Media nasional dan internasional menaruh harapan pada pemerintahan Jokowi-Kalla. Majalah Time membuat judul "Hope" dalam sampulnya. Sejumlah media nasional terbitan 21 Oktober 2014 menulis dengan huruf besar "Bergerak Bersama", "Bergerak Bersama demi Indonesia Raya", "Mari Bergotong Royong". Warga Ibu Kota mengantarkan Presiden Jokowi dan Wapres Kalla ke Istana. Dwitunggal itu disambut kerumunan warga yang memenuhi jalan dari Gedung MPR hingga Istana Negara. Optimisme!
Optimisme memang tinggi ketika itu. Namun, seiring dengan berjalannya waktu, optimisme mengempis. Gejala ini terjadi pada sejumlah pemimpin negara, termasuk presiden sebelumnya di Indonesia. Tingkat popularitas Presiden Jokowi-Wapres Kalla menurun pada tahun pertama, meski pada masyarakat bawah kepercayaan masih ada. Manajemen ekspektasi publik menjadi kuncinya. Masalah yang dihadapi pemerintah tidak mudah. Situasi ekonomi dihadapkan pada ketidakpastian global. Era komoditas yang selama beberapa tahun terakhir menjadi penopang pertumbuhan ekonomi mulai berakhir.
Pelambatan ekonomi global juga dirasakan negara lain. Namun, kita mencatat kegagapan pemerintah juga nyata. Sektor ekonomi, pengendalian harga, melemahnya rupiah, paling dikeluhkan. Apa yang dibayangkan pemerintah bahwa pertumbuhan ekonomi akan meningkat pada waktu tertentu belum menjadi kenyataan. Serapan anggaran untuk pembangunan infrastruktur tersendat, penyerapan dana desa membutuhkan waktu.
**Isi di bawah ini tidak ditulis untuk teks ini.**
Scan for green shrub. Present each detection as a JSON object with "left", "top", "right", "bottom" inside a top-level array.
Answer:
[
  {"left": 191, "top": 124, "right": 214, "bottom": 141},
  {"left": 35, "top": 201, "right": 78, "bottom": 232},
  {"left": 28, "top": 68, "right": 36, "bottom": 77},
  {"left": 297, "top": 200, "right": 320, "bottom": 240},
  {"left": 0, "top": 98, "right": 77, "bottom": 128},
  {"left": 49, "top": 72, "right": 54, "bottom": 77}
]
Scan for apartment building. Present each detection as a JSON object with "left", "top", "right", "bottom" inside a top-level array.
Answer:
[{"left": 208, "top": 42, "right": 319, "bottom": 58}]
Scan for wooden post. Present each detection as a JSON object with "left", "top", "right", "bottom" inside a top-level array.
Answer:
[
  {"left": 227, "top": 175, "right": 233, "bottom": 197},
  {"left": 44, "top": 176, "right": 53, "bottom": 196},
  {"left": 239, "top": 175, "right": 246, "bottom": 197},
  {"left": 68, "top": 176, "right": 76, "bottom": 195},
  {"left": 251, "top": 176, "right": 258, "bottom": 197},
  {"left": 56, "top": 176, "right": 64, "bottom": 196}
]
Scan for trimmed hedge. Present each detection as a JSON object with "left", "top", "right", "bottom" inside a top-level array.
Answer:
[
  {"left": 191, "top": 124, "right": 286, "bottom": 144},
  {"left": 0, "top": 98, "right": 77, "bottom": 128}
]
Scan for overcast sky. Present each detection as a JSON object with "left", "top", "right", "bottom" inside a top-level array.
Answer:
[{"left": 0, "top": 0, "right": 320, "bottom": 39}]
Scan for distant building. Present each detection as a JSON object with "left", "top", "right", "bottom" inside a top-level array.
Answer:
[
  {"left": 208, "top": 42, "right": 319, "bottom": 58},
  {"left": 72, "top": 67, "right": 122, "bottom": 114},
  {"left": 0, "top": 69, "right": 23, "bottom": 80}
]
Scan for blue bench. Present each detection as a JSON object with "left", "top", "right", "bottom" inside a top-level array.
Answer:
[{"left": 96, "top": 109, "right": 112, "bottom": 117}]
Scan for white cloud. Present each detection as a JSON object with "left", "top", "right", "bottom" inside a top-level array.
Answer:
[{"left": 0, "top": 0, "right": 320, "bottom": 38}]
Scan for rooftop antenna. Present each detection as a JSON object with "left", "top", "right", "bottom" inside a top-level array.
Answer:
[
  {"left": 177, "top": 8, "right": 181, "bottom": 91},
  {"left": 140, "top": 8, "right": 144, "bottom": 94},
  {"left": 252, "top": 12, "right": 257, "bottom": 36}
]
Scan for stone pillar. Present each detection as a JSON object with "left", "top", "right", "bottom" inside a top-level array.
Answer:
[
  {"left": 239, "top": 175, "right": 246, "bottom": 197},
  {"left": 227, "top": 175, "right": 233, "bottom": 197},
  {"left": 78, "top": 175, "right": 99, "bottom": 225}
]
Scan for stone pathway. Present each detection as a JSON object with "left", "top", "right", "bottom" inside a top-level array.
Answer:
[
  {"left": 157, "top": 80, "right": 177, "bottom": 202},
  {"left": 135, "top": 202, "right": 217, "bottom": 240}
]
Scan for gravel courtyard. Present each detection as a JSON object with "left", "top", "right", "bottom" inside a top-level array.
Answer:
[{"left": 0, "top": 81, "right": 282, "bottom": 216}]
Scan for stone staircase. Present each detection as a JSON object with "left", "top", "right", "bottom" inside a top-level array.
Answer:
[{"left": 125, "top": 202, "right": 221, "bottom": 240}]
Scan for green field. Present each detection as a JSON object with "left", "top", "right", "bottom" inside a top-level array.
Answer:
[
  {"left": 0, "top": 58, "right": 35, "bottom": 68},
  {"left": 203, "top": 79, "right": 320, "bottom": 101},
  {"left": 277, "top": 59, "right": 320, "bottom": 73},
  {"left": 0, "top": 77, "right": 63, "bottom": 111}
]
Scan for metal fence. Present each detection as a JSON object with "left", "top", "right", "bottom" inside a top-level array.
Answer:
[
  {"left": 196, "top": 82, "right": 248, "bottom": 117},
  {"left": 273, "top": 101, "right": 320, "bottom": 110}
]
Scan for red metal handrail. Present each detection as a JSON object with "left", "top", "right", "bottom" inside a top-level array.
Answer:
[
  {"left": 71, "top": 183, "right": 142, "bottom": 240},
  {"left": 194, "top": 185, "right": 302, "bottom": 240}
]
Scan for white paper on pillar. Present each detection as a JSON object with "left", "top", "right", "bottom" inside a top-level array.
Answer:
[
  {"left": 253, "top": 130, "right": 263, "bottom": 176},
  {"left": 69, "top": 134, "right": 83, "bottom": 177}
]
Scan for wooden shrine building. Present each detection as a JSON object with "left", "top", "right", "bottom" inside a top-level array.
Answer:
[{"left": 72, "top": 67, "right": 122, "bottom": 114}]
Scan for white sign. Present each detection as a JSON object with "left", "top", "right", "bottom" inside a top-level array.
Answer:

Deregulasi pemerintahan Jokowi-Kalla sedikit membuka ruang gerak bagi dunia usaha. Kita pun berharap menginjak tahun kedua, Presiden Jokowi-Wapres Kalla bisa menunjukkan kesamaan langkah bersama-sama dengan anggota Kabinet Kerja menghadapi situasi perekonomian yang tidak mudah dan geopolitik yang dinamis. Manajemen pemerintahan bisa lebih dimaksimalkan. Pidato Presiden bahwa tidak ada visi menteri, yang ada adalah visi Presiden, perlu dikawal dalam implementasinya. Presiden harus punya kata akhir terhadap perdebatan di antara anggota kabinet karena presidenlah penanggung jawab pemerintahan.
Bagaimana menggerakkan mesin birokrasi pada eselon satu dan eselon dua adalah pekerjaan rumah yang harus diselesaikan. Presiden Jokowi dan Wapres Kalla harus bisa mengontrol bahwa apa yang telah diputuskan pada level pusat juga bisa berjalan di bawah.
Versi cetak artikel ini terbit di harian Kompas edisi 20 Oktober 2015, di halaman 6 dengan judul "Jokowi-Kalla, Setahun Kemudian".